原料原産地 普及啓発などで意見続出 消費者委食品表示部会(2017.7.6)
消費者委員会食品表示部会が6月29日に開かれ、前回に続き、加工食品の原料原産地表示制度の改正案(食品表示基準の一部改正、内閣府令)の審議を行った。前回と同様、委員から疑問や意見が続出した。
今回の部会では、全ての加工食品に原料原産地表示を義務付けることに伴う監視体制の問題、消費者・事業者への普及啓発などが議題に取り上げられた。焦点の「可能性表示」に関しては、議題に予定していたものの審議には至らなかった。
また、食品業界などが要望していた経過措置期間の延長は、消費者庁が前回の部会で示した通り、「2020年3月末まで」から「22年3月末まで」とすることが了承された。

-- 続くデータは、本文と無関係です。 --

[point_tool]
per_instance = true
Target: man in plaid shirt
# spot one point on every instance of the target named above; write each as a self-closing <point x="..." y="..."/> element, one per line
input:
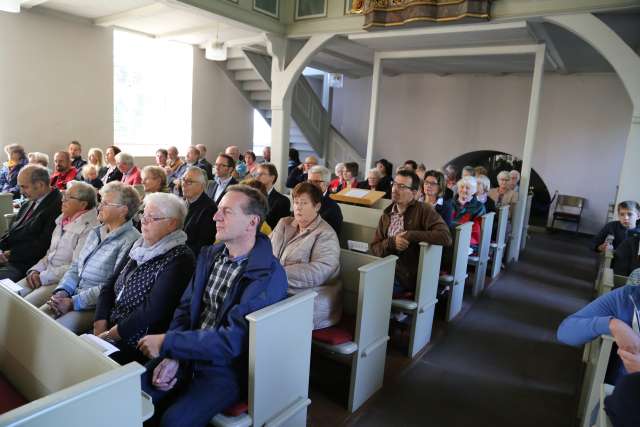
<point x="199" y="366"/>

一方で監視体制については、「そもそもチェック(監視)に際しての根拠書類のルールや基準などがなく、事業者側も原料使用実績の把握など対応が困難。現状の監視体制では難しいのではないか」(受田浩之委員・高知大学副学長)、「違反を確定するまで何カ月も時間がかかる」(今村知明委員・奈良県立医科大学教授)など、疑問視する意見が相次いだ。

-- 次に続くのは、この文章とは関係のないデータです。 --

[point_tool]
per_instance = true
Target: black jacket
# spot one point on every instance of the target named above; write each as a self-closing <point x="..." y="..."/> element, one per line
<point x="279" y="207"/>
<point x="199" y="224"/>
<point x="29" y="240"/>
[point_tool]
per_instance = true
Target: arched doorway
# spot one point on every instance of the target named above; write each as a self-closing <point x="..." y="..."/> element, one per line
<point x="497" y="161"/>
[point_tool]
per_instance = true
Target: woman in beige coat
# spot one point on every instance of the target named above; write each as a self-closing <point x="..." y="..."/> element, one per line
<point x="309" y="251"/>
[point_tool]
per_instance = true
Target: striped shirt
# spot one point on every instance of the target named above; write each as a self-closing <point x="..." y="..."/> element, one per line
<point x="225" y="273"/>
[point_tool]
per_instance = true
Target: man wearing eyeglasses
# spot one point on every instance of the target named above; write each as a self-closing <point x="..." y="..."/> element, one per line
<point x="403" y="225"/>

制度導入後の普及啓発について、消費者庁は新たに消費者理解度調査などを実施する方針だが、「実際はこの表示を理解できるお客様はほとんどいない」(荻原葉子委員・消費者関連専門家会議会員)など、厳しい意見も出された。
これに関連して、インターネットによる原料原産地情報の開示にも力を入れるべきとの意見も多く出されたが、「表示が難解だからといって、インターネットの情報提供に頼るのは食品表示法の本則から外れる」(岸克樹委員・日本チェーンストア協会委員)との指摘もあった。
次回の部会は7月12日に開催される予定。